R$ 450 MIL PARA “ABRIR” CELULARES — Segurança de Rondônia compra tecnologia avançada para recuperação de dados

Contratação direta prevê software, equipamentos e ferramentas capazes de atuar na extração e recuperação avançada de informações de dispositivos móveis; negócio foi fechado por inexigibilidade de licitação

R$ 450 MIL PARA “ABRIR” CELULARES — Segurança de Rondônia compra tecnologia avançada para recuperação de dados

Um ato publicado discretamente no Diário Oficial de Rondônia revela um investimento tecnológico de R$ 450 mil da Secretaria de Estado da Segurança, Defesa e Cidadania (SESDEC). O Governo autorizou a contratação de uma solução especializada para extração e recuperação avançada de dados armazenados em celulares e outras mídias portáteis.

A contratação envolve a licença do software PC-3000 Mobile Pro (ACElab), suporte técnico e os componentes necessários para sua operação, incluindo kit de hardware e ferramentas para uma bancada de reparos eletrônicos. O pacote foi contratado da empresa Legacy Tecnologia, Treinamentos e Importação Ltda., pelo valor total de R$ 450 mil.

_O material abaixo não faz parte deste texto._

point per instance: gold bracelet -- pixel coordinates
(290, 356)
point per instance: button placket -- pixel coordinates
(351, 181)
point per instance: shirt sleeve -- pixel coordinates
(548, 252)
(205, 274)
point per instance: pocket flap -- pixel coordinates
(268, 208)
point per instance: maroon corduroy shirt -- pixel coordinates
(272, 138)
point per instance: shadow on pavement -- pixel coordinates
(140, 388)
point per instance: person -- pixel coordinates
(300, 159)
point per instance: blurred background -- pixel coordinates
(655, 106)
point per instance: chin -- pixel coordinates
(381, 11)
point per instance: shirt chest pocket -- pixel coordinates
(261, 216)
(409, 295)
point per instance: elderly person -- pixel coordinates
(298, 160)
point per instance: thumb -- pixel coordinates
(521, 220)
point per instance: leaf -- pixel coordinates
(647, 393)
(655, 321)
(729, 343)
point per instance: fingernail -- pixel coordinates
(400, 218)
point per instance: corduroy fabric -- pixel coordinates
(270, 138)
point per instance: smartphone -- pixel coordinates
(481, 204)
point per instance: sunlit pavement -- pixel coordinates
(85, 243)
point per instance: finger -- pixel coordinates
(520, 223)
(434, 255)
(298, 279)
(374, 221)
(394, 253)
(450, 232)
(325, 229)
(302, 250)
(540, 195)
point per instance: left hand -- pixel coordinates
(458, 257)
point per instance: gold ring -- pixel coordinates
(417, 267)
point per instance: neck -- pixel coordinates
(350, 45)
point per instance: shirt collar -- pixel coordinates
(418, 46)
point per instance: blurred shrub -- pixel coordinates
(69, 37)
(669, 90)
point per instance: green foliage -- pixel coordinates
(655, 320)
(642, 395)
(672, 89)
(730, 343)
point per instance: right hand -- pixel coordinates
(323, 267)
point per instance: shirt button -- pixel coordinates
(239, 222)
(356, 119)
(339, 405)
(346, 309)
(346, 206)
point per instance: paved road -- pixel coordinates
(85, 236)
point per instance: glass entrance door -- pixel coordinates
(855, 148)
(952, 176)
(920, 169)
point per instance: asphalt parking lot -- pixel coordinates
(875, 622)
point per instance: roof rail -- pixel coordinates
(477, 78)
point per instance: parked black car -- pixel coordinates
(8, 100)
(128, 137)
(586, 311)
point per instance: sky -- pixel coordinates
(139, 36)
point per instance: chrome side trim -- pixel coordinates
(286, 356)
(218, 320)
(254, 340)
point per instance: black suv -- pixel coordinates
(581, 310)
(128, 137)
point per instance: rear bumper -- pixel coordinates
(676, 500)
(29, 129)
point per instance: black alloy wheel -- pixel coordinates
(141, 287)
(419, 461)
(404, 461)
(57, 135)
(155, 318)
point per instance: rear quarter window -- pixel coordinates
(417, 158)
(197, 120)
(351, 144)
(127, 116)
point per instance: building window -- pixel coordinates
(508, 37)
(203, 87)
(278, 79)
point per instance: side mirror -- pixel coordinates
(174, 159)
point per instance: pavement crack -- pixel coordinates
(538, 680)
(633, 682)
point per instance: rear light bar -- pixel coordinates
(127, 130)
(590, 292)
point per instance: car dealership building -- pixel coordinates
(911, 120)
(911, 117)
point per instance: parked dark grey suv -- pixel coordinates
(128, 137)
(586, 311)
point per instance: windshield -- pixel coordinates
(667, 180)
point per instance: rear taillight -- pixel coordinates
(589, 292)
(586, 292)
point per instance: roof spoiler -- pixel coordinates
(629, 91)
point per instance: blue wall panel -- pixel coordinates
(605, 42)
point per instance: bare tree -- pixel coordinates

O procedimento ocorreu por contratação direta, mediante inexigibilidade de licitação, dentro do Processo Administrativo nº 0019.035689/2025-51. Segundo a publicação oficial, a SESDEC utilizou como fundamento o artigo 74, inciso I, da Lei Federal nº 14.133/2021 e cita ainda o Parecer nº 127/2026/PGE-SESDEC.

Na prática, a aquisição coloca à disposição da Segurança Pública uma ferramenta especializada para recuperação e extração de informações digitais. Em investigações criminais, dados armazenados em aparelhos eletrônicos podem assumir papel relevante na produção de elementos técnicos, sempre observadas as exigências legais aplicáveis ao acesso e utilização dessas informações.

O investimento chama atenção tanto pelo valor quanto pela especificidade da tecnologia: R$ 450 mil em uma única contratação. A inexigibilidade, porém, não significa ausência de procedimento administrativo nem representa, isoladamente, irregularidade. A legislação permite contratação direta nas hipóteses previstas em lei, e o próprio ato informa a fundamentação jurídica utilizada pela SESDEC.

O documento encontrado pelo JH Notícias abre agora outra frente de interesse público: saber quais órgãos da Segurança utilizarão a ferramenta, quantos profissionais serão capacitados, qual o prazo da licença e quais resultados operacionais são esperados a partir do investimento de R$ 450 mil. São informações que podem mostrar a dimensão real da nova estrutura tecnológica adquirida pelo Estado.